On Wednesdays there are "brown bag" opera performances in the Cortile, and some days a band plays in Rice Park across the street from the center, but I was glad to have a quiet bench in the park on a musicless Monday, the better to gaze on this surviving pocket of history and stability in a downtown rapidly being chewed up for redevelopment. I shouldn't complain. The old town needs a boost, and the torn blocks are a sign that St. Paul and its crusading mayor George Latimer are getting somewhere. This will not mean the demolition of the architecturally noteworthy buildings east of the Landmark Center, such as the Pioneer Building with its cage elevators (I still get a tiny scare soaring up through the atrium) and several art-deco government buildings.
And surely the Hamm Building will be spared. From Rice Park (itself a historic treasure, seven years older than Central Park, and the scene of a joyous 1883 reception marking the completion of the Northern Pacific Railroad, attended by President Chester A. Arthur and Gens. Ulysses S. Grant and William T. Sherman) I got a view of the Hamm Building's best face. It is a full block with intricately carved beige stone walls, and each window is shaded from the western sun by small orange awnings. "Very World War I," I said to myself, imagining victory parades and straw-hatted crowds, and when I crossed the street , I found my guess wasn't far off. A plaque said "Hamm Building 1919."
On the ground floor is a new restaurant, the Cafe Praha, whose owners have brought a taste of Czechoslovakia to St. Peter Street. On the menu is a Bohemian Burger. In the window are tiny glassed-in models of historic Minnesota buildings, further proof, if I needed it, that historic preservation is catching up with fishing and football as the fiercest local passions.
Twin Citians, it occurred to me a few visits ago, also go grocery shopping with a vengeance. I sometimes visit Lund's supermarket on Lake Street Near Hennepin in Minneapolis less to shop than to observe the customers -- as sociable and expectant as art mavens attending a gallery opening. Lund's and Byerly's are the Macy's and Gimbels of Minneapolis, and a few months ago Byerly's jumped ahead with the supermarket to end all supermarkets.

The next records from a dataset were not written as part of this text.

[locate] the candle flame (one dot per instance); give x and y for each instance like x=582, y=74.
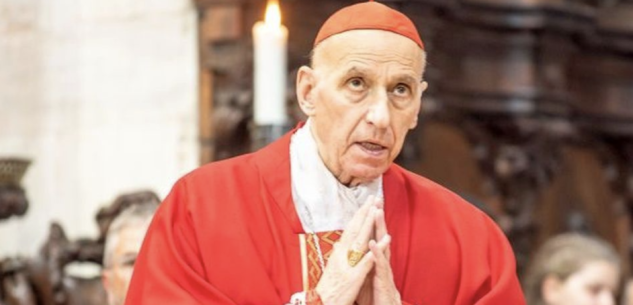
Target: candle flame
x=273, y=14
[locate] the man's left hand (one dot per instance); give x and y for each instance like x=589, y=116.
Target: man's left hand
x=379, y=288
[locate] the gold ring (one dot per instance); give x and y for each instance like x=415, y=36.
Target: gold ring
x=354, y=256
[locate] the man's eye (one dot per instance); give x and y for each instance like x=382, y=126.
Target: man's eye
x=402, y=90
x=356, y=83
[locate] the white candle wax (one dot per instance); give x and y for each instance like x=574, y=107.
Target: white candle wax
x=270, y=46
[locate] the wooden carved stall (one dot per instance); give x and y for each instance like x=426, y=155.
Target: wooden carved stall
x=528, y=114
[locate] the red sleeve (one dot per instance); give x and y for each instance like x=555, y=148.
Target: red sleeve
x=505, y=286
x=168, y=269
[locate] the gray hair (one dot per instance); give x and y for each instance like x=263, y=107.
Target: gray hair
x=562, y=256
x=137, y=214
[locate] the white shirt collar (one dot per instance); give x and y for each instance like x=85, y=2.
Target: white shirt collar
x=322, y=202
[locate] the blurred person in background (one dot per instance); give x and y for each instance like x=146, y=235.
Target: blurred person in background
x=122, y=244
x=573, y=269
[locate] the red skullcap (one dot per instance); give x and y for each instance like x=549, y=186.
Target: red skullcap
x=369, y=16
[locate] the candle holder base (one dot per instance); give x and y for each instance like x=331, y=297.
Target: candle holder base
x=262, y=135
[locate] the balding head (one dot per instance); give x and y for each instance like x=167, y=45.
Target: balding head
x=362, y=94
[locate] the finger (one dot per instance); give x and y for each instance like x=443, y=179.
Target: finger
x=354, y=226
x=379, y=202
x=381, y=262
x=365, y=265
x=381, y=225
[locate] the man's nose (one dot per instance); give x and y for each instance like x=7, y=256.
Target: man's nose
x=379, y=113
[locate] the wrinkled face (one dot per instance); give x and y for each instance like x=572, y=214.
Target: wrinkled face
x=595, y=284
x=362, y=95
x=117, y=277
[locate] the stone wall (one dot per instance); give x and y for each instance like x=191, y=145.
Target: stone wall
x=102, y=96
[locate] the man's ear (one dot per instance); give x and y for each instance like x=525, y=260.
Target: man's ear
x=105, y=279
x=550, y=289
x=305, y=90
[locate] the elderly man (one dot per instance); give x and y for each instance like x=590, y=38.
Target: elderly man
x=123, y=242
x=267, y=228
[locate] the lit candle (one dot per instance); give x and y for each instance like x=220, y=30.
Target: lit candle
x=270, y=45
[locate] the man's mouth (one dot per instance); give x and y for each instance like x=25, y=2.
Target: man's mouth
x=372, y=147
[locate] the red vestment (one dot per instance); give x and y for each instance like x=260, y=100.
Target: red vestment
x=228, y=233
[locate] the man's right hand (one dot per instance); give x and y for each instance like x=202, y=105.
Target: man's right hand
x=341, y=282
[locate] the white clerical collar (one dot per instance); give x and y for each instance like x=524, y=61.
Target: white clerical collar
x=322, y=202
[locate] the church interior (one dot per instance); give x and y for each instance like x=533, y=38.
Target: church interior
x=528, y=116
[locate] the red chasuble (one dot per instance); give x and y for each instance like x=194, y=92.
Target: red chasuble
x=228, y=233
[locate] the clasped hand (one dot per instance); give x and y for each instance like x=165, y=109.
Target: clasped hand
x=370, y=280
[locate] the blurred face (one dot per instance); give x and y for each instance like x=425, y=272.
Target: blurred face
x=595, y=284
x=117, y=278
x=363, y=95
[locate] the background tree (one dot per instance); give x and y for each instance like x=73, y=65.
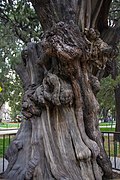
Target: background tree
x=60, y=138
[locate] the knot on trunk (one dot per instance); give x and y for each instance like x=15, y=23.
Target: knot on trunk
x=64, y=41
x=54, y=90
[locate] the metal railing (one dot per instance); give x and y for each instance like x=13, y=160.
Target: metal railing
x=5, y=138
x=112, y=147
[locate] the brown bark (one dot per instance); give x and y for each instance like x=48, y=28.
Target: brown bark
x=60, y=138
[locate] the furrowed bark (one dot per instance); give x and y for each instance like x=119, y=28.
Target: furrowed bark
x=60, y=137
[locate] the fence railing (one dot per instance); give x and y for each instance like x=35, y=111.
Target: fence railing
x=5, y=138
x=111, y=144
x=112, y=147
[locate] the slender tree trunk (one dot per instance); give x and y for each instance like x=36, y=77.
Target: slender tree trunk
x=60, y=138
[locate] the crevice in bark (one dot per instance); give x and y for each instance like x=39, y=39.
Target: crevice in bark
x=60, y=138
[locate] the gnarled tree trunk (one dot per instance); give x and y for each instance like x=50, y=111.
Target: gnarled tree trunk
x=60, y=138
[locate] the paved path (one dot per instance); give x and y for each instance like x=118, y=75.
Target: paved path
x=10, y=131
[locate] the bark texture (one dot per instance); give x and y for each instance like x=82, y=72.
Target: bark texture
x=60, y=138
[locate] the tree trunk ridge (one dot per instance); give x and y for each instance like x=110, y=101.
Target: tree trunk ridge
x=60, y=138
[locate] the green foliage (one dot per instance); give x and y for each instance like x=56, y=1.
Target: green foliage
x=106, y=96
x=18, y=25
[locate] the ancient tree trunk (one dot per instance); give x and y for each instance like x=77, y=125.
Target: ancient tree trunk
x=60, y=138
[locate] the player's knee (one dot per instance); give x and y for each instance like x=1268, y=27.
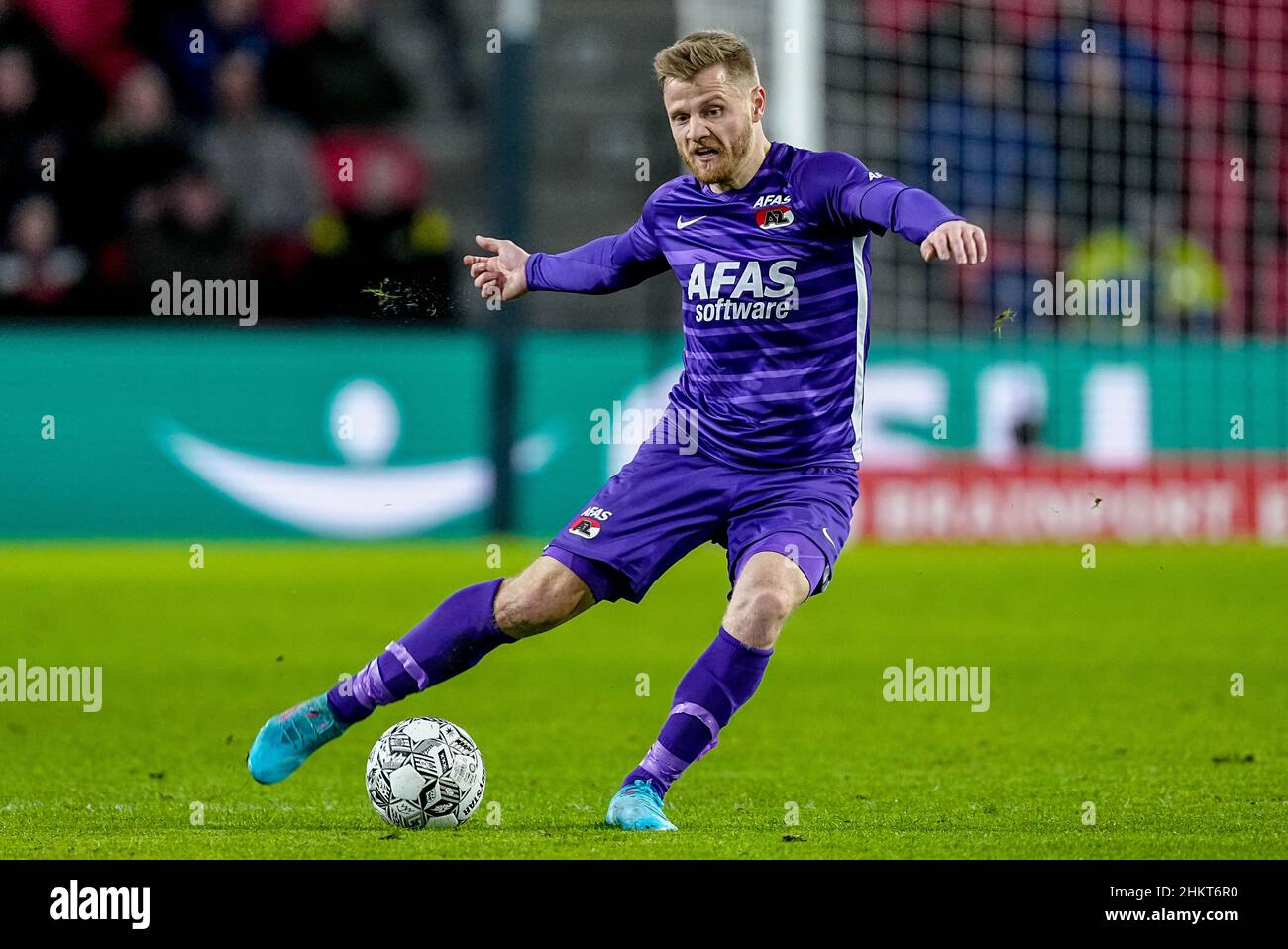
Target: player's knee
x=758, y=617
x=533, y=602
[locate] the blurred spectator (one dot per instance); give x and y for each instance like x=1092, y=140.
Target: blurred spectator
x=64, y=88
x=338, y=76
x=224, y=26
x=38, y=273
x=261, y=158
x=193, y=235
x=141, y=146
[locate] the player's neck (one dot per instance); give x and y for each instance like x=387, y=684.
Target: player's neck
x=751, y=166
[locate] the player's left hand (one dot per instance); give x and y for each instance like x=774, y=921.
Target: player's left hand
x=956, y=240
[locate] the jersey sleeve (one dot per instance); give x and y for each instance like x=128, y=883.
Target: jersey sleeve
x=858, y=200
x=603, y=265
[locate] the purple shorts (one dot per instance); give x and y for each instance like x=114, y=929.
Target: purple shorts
x=664, y=503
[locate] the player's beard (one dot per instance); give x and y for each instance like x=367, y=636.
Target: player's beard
x=725, y=166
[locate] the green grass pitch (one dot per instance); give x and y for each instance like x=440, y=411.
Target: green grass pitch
x=1109, y=685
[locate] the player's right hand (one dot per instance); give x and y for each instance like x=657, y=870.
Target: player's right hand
x=503, y=273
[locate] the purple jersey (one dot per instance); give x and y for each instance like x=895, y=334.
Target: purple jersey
x=776, y=283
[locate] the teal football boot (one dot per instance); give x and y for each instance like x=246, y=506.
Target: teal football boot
x=287, y=739
x=638, y=807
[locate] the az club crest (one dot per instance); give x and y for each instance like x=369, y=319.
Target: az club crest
x=771, y=218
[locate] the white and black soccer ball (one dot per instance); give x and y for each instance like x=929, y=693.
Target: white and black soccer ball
x=425, y=773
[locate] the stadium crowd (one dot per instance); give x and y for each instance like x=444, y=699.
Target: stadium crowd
x=140, y=138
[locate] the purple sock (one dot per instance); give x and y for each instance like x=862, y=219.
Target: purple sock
x=713, y=687
x=451, y=639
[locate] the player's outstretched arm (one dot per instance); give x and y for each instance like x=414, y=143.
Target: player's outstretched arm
x=956, y=240
x=505, y=271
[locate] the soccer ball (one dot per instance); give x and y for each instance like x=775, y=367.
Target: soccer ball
x=425, y=773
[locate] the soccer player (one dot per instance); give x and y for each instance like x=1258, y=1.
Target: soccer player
x=769, y=245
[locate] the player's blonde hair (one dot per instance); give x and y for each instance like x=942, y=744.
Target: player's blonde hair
x=686, y=58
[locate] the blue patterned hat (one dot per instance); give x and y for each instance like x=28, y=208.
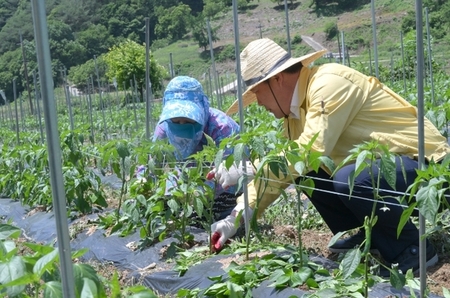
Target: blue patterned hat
x=184, y=97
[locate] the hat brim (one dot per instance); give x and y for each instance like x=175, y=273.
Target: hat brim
x=249, y=97
x=182, y=108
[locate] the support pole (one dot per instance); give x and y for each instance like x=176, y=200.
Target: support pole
x=53, y=144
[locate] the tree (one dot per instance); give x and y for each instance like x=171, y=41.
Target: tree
x=96, y=39
x=80, y=74
x=126, y=62
x=173, y=22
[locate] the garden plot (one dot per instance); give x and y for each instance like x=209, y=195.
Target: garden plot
x=150, y=266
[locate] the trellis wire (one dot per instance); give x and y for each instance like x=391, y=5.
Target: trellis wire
x=374, y=36
x=241, y=115
x=420, y=132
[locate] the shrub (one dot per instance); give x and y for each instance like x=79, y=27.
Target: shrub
x=331, y=30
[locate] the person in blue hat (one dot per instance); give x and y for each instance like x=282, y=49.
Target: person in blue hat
x=185, y=121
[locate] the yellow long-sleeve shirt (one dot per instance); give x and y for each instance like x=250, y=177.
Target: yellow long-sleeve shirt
x=346, y=108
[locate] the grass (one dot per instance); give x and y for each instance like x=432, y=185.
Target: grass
x=189, y=59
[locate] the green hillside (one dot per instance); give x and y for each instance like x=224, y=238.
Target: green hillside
x=79, y=31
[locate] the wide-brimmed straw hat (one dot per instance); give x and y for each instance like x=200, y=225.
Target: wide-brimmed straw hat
x=261, y=59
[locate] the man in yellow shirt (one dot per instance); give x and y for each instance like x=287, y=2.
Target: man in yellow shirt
x=344, y=108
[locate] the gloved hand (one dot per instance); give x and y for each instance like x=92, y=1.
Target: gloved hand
x=229, y=177
x=223, y=229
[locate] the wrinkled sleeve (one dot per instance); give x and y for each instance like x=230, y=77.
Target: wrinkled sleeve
x=334, y=101
x=331, y=102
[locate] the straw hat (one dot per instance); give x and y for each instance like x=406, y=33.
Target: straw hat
x=262, y=59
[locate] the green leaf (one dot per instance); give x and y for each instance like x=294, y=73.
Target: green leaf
x=45, y=262
x=8, y=231
x=397, y=280
x=301, y=276
x=122, y=150
x=11, y=271
x=336, y=237
x=361, y=160
x=427, y=202
x=39, y=248
x=350, y=262
x=115, y=286
x=82, y=271
x=405, y=217
x=388, y=170
x=53, y=289
x=89, y=289
x=300, y=167
x=445, y=292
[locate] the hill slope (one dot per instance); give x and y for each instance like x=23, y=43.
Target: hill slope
x=267, y=19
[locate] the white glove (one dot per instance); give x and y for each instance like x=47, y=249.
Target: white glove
x=224, y=229
x=229, y=177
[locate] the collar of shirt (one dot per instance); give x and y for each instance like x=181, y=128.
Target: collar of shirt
x=295, y=113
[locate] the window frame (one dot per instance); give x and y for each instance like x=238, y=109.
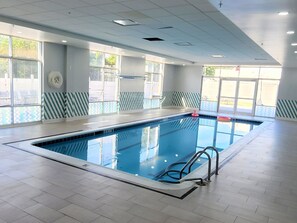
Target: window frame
x=258, y=79
x=105, y=69
x=13, y=106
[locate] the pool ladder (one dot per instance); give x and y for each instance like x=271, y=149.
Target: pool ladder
x=187, y=167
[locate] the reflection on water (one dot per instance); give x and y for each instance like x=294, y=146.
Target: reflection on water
x=146, y=150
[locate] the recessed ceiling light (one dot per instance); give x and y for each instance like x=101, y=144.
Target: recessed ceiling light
x=217, y=56
x=125, y=22
x=165, y=27
x=260, y=59
x=283, y=13
x=183, y=44
x=153, y=39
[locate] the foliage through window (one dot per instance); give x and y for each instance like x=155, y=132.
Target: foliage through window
x=103, y=83
x=254, y=89
x=20, y=80
x=153, y=84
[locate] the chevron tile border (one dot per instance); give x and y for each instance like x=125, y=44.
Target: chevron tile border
x=53, y=105
x=131, y=101
x=168, y=95
x=186, y=99
x=77, y=104
x=286, y=109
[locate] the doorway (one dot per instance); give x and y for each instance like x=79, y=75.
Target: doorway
x=237, y=96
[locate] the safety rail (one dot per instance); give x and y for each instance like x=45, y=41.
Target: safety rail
x=187, y=166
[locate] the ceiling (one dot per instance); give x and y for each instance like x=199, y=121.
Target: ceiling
x=256, y=35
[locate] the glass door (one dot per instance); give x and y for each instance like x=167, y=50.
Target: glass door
x=227, y=96
x=237, y=96
x=246, y=97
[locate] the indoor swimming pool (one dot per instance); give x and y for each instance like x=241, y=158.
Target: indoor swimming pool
x=145, y=150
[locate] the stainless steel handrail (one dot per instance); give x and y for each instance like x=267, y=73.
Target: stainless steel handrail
x=186, y=169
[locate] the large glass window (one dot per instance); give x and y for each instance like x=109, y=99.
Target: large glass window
x=240, y=90
x=103, y=83
x=20, y=80
x=153, y=84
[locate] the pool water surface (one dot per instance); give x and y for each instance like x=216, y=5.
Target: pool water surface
x=146, y=150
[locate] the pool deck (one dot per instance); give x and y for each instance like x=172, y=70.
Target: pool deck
x=258, y=185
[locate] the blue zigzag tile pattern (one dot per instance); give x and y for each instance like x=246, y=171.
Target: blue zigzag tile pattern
x=168, y=95
x=131, y=101
x=57, y=105
x=182, y=99
x=77, y=104
x=53, y=105
x=286, y=109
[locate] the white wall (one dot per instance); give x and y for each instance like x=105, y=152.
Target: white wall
x=54, y=60
x=170, y=72
x=134, y=67
x=288, y=84
x=188, y=79
x=77, y=69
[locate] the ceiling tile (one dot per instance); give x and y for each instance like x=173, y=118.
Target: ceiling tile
x=98, y=2
x=11, y=12
x=182, y=10
x=169, y=3
x=71, y=3
x=114, y=8
x=156, y=13
x=48, y=5
x=139, y=4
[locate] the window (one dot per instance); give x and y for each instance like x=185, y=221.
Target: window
x=240, y=90
x=20, y=80
x=153, y=84
x=103, y=83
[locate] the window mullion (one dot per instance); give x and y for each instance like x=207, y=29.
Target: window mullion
x=11, y=81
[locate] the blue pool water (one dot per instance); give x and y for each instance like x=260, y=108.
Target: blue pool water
x=146, y=150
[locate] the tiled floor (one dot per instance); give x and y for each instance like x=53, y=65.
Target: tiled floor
x=258, y=185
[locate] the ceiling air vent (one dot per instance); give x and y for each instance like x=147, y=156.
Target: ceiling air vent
x=184, y=44
x=125, y=22
x=166, y=27
x=153, y=39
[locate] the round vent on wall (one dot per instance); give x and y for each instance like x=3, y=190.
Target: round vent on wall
x=55, y=79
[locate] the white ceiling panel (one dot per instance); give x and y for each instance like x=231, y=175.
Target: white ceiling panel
x=198, y=22
x=140, y=4
x=71, y=3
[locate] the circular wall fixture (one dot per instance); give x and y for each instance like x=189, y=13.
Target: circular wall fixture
x=55, y=79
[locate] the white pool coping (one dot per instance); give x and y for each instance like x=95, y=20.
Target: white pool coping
x=177, y=190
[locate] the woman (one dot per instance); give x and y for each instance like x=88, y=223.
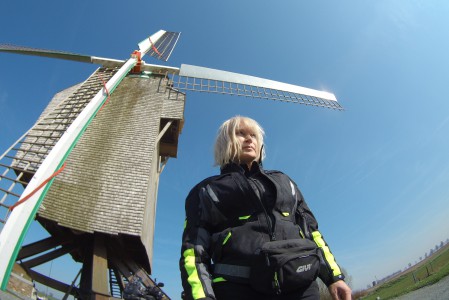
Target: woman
x=249, y=232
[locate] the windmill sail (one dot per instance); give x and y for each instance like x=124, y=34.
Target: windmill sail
x=162, y=47
x=194, y=78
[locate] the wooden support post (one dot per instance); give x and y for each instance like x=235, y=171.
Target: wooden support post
x=100, y=281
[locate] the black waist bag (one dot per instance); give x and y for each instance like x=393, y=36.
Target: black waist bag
x=285, y=266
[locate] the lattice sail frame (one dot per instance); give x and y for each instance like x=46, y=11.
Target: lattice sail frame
x=200, y=79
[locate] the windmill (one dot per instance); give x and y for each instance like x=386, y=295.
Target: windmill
x=88, y=170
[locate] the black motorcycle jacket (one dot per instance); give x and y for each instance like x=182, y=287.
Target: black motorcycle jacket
x=229, y=216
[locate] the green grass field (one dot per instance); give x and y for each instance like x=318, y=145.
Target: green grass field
x=427, y=272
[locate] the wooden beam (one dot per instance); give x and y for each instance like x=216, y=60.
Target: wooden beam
x=38, y=247
x=55, y=284
x=100, y=282
x=48, y=256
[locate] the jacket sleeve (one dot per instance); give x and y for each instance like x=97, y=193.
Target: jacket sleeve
x=330, y=271
x=195, y=259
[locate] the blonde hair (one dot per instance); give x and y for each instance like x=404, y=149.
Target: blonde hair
x=227, y=146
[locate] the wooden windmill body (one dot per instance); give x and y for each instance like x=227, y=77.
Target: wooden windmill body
x=101, y=208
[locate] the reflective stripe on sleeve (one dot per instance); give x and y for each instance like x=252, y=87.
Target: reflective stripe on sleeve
x=328, y=256
x=193, y=279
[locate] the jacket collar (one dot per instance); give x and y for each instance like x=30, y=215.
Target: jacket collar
x=243, y=169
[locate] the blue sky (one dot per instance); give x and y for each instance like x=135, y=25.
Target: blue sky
x=376, y=175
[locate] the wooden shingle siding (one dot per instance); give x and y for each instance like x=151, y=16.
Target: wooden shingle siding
x=110, y=181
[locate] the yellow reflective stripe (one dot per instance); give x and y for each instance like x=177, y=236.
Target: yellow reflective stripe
x=327, y=253
x=193, y=279
x=227, y=237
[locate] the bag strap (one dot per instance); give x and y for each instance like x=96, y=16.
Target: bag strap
x=232, y=270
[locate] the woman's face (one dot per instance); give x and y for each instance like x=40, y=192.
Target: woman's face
x=248, y=142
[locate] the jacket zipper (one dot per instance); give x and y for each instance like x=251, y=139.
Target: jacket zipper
x=269, y=221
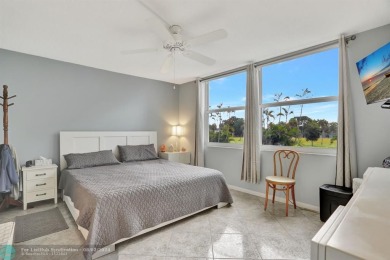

It is in St. Louis Park, a suburb on the western fringe of Minneapolis only a short drive from the city's lovely chain of lakes and parks. It is a squat, brown, nondescript building, but inside it rambles for 92,000 square feet (about two football fields by my reckoning) with brightly striped carpeting, serpentine glass chandeliers, and aisles the width of a Manhattan side street. Beneath the low-hanging ceiling are a flower shop, candy shop, a cooking school, restaurant, post office, pharmacy, stationers, exotic kitchenware section, bagel counter, seafood department with crappies from Rainy lake and fresh Atlantic eels, and all the obligatory shelf items displayed so neatly one is almost afraid to pluck , pat, or examine.
The store never closes, and already it is a growing tourist attraction, maybe not in company with the towering IDS building in downtown Minneapolis but perhaps gaining on the Walker Art Center, the Institute of Arts, and the Guthrie Theater. We Monday afternoon rubberneckers were probably most astounded by the Byerly Gallery, a shop with an armed guard in front. The shop sells fine crystal and porcelain at up to five figures, the kind of place, its two young owners from Philadelphia told me, that normally belongs on 5th Avenue or Rodeo Drive. Orrefors and Skippy's under one roof? Historic preservation and conspicuous consumption in the same afternoon? I was developing an identity crisis of my own.